Walt Zirinsky

No. 16, 8, 60
- Positions: Halfback, defensive back

Personal information
- Born: August 1, 1920 Northampton, Pennsylvania, U.S.
- Died: November 30, 2001 (aged 81) Catasauqua, Pennsylvania, U.S.
- Listed height: 5 ft 11 in (1.80 m)
- Listed weight: 187 lb (85 kg)

Career information
- High school: Northampton
- College: Lafayette (1938–1941)
- NFL draft: 1942 (12th round, 102nd overall pick)

Career history
- Cleveland Rams (1945); Philadelphia Eagles (1946)*; Scranton Miners (1946); Bethlehem Bulldogs (1947);
- * Offseason or practice squad member only

Awards and highlights
- NFL champion (1945); AFL champion (1947);

Career NFL statistics
- Rushing yards: 3
- Rushing average: 1
- Stats at Pro Football Reference

= Walt Zirinsky =

American football player (1920–2001)

Walter John Zirinsky (August 1, 1920 – November 30, 2001) was an American professional football halfback who was a member of the Cleveland Rams team that won the 1945 NFL Championship.

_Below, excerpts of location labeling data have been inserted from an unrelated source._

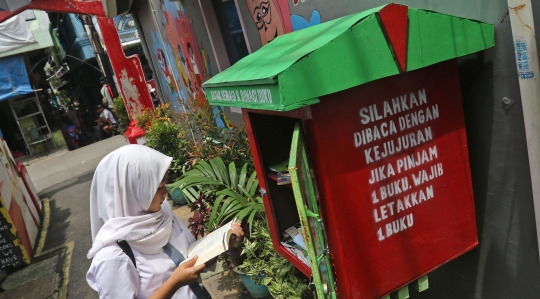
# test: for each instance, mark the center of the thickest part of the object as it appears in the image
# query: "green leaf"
(205, 168)
(220, 170)
(233, 175)
(254, 183)
(215, 208)
(242, 179)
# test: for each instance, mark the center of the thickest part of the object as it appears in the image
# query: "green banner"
(254, 96)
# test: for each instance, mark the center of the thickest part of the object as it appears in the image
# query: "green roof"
(297, 68)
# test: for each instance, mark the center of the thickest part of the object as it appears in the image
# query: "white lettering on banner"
(399, 104)
(399, 185)
(251, 96)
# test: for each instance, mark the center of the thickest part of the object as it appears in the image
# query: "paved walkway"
(63, 166)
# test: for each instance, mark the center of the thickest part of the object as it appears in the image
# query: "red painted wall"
(389, 222)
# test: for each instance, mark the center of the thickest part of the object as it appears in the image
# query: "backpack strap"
(127, 250)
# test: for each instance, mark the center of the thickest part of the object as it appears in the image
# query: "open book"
(212, 245)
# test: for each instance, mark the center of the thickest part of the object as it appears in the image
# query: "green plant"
(236, 193)
(201, 208)
(172, 140)
(265, 265)
(121, 112)
(230, 143)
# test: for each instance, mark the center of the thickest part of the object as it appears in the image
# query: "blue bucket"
(177, 196)
(255, 290)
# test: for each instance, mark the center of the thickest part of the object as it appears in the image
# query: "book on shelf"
(293, 241)
(211, 245)
(282, 166)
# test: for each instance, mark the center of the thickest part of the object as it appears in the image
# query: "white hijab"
(123, 187)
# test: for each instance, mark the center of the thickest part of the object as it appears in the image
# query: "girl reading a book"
(138, 242)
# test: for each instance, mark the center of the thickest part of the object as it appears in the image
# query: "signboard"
(395, 156)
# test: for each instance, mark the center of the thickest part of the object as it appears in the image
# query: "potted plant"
(265, 266)
(233, 193)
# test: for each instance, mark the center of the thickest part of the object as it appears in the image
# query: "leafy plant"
(172, 140)
(265, 265)
(236, 193)
(230, 143)
(121, 112)
(201, 209)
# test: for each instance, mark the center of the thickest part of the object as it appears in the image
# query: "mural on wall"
(183, 62)
(271, 18)
(275, 17)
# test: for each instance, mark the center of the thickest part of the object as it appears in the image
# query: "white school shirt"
(113, 275)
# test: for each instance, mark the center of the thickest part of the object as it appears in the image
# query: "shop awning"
(297, 68)
(13, 78)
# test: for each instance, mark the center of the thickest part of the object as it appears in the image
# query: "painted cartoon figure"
(194, 65)
(271, 18)
(182, 67)
(164, 66)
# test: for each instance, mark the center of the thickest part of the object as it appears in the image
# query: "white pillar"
(521, 19)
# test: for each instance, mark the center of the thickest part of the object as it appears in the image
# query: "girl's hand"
(187, 273)
(239, 234)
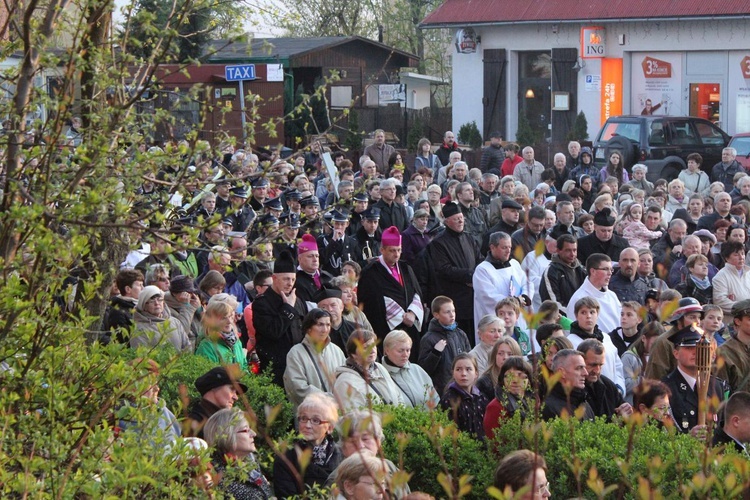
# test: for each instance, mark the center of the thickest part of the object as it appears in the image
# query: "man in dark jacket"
(493, 155)
(454, 256)
(724, 170)
(625, 282)
(564, 275)
(392, 213)
(416, 237)
(449, 145)
(601, 393)
(668, 249)
(390, 293)
(603, 239)
(569, 393)
(337, 248)
(735, 433)
(474, 223)
(118, 317)
(682, 381)
(218, 391)
(277, 318)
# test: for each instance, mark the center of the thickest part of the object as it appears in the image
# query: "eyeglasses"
(313, 420)
(543, 489)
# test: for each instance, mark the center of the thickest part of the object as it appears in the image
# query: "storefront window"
(535, 92)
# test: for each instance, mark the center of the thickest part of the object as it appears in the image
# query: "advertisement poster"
(656, 83)
(611, 94)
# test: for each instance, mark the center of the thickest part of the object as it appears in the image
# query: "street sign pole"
(242, 112)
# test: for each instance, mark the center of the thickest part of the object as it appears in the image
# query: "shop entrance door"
(705, 101)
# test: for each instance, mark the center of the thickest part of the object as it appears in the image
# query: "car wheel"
(670, 172)
(624, 146)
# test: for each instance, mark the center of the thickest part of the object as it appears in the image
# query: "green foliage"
(590, 457)
(416, 132)
(353, 139)
(469, 134)
(580, 130)
(525, 136)
(311, 113)
(427, 444)
(263, 397)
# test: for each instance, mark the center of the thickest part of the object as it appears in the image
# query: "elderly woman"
(351, 311)
(157, 275)
(514, 393)
(362, 432)
(212, 283)
(361, 477)
(317, 416)
(153, 323)
(501, 350)
(361, 380)
(413, 382)
(229, 433)
(221, 342)
(311, 364)
(490, 330)
(522, 470)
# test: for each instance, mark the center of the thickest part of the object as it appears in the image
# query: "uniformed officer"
(683, 382)
(336, 248)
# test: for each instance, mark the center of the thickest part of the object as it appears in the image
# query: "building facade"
(546, 62)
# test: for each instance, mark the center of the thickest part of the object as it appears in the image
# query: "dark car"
(741, 143)
(662, 143)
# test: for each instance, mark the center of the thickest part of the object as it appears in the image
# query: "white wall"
(641, 36)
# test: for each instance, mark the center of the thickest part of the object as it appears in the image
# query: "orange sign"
(656, 68)
(611, 97)
(745, 66)
(593, 42)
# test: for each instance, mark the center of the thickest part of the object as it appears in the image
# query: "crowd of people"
(435, 285)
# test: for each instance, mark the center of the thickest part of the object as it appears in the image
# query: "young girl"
(615, 168)
(463, 401)
(633, 228)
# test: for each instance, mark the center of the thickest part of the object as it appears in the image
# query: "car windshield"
(742, 145)
(625, 129)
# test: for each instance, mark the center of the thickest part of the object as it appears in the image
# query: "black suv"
(662, 143)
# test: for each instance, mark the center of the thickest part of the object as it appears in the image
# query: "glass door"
(705, 101)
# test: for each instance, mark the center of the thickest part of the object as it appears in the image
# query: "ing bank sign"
(593, 42)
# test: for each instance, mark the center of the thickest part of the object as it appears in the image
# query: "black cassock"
(383, 297)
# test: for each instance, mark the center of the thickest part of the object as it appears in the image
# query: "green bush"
(263, 396)
(594, 459)
(427, 444)
(469, 134)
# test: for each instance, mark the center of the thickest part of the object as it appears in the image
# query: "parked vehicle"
(662, 143)
(741, 142)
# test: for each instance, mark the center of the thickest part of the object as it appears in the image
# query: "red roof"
(466, 12)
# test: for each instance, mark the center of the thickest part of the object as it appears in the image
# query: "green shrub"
(469, 134)
(263, 396)
(594, 459)
(412, 440)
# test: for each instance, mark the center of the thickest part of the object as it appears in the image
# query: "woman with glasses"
(221, 343)
(311, 364)
(240, 476)
(317, 416)
(361, 379)
(154, 325)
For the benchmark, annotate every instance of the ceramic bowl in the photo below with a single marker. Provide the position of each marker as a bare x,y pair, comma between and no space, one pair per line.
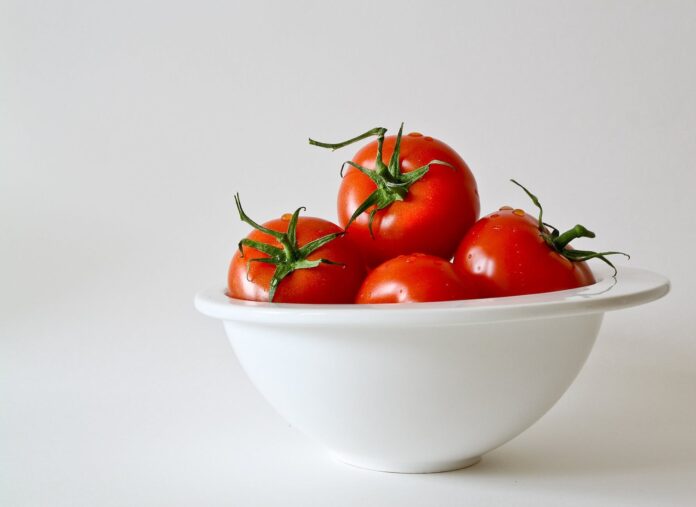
423,387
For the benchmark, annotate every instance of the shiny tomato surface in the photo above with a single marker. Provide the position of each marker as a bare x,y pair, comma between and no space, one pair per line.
413,278
325,283
503,254
437,211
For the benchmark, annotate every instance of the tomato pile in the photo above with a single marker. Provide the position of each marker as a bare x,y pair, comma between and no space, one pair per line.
408,231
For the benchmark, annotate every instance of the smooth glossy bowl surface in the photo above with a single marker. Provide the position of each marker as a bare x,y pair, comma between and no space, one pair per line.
422,387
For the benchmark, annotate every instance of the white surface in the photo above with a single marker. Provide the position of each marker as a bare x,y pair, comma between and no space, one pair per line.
427,387
126,127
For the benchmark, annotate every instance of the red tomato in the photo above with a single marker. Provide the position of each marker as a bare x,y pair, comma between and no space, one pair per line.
429,215
331,273
510,253
414,278
503,254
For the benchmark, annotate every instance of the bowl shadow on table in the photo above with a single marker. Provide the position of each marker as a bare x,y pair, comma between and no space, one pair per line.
611,422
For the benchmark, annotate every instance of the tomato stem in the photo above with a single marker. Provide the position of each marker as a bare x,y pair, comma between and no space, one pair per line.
578,231
291,256
559,242
391,184
378,131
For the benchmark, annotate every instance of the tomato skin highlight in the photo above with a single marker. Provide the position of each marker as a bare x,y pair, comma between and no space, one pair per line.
323,284
437,211
413,278
503,254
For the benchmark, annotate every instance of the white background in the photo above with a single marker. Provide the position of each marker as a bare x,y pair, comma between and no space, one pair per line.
126,128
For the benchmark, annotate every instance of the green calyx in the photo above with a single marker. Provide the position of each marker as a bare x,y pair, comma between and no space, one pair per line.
287,258
392,185
559,241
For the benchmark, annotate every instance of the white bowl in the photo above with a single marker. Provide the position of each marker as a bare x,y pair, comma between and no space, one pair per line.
424,387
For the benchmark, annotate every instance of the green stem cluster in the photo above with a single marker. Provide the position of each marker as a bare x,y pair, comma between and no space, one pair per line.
392,185
290,257
559,241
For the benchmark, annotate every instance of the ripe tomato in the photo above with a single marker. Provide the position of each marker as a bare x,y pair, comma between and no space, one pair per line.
413,278
295,260
418,196
509,253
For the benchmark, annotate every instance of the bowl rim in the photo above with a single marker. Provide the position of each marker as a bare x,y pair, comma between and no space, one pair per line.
631,287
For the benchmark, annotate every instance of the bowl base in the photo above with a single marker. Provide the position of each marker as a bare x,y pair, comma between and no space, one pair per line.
401,468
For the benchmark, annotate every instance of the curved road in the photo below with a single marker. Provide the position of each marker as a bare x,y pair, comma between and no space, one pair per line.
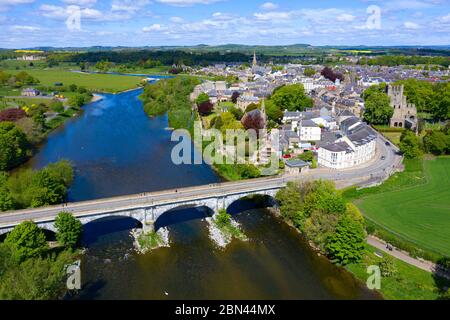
373,171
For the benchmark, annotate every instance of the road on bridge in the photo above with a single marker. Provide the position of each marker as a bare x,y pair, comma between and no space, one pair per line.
377,168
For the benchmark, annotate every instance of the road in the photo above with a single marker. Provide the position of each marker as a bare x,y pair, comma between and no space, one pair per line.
405,257
375,169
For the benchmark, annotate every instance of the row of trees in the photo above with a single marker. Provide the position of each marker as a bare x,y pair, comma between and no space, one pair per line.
433,99
18,80
171,96
378,110
319,211
14,146
401,60
436,142
29,268
27,188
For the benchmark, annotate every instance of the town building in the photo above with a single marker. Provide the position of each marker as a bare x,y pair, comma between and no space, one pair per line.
30,92
356,147
405,114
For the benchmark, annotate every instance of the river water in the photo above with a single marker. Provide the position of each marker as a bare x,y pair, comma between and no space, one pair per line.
116,149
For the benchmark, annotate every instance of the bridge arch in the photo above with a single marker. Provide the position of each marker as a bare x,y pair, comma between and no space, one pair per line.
101,226
251,201
182,214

==Early life and college==
Walter John Zirinsky, known by the nickname "Walt," was born August 1, 1920, in Northampton, Pennsylvania. He was the son of Cyril Zirinsky and the former Mary Flisak.

Zirinsky attended Northampton Area High School, taking up the sport of football and excelled in it. Following his graduation from high school Zirinsky played college football at Lafayette College in Easton, Pennsylvania, where he was a halfback who also handled placekicking duties for the team. He was a star of the team from the 1940 season, scoring three touchdowns in a 46–0 rout of arch-rival Lehigh that capped off an unbeaten year.

== Professional career==
Zirinsky was drafted by the Cleveland Rams of the National Football League in the 1942 NFL draft, selected in the 12th round, the league's 102nd pick overall. However, Zirinsky enlisted in the Naval Air Corps during World War II, where he flew blimps in the South Pacific. During the war years, he played football for a military service football team. He was discharged on October 8, 1945, as a Lieutenant.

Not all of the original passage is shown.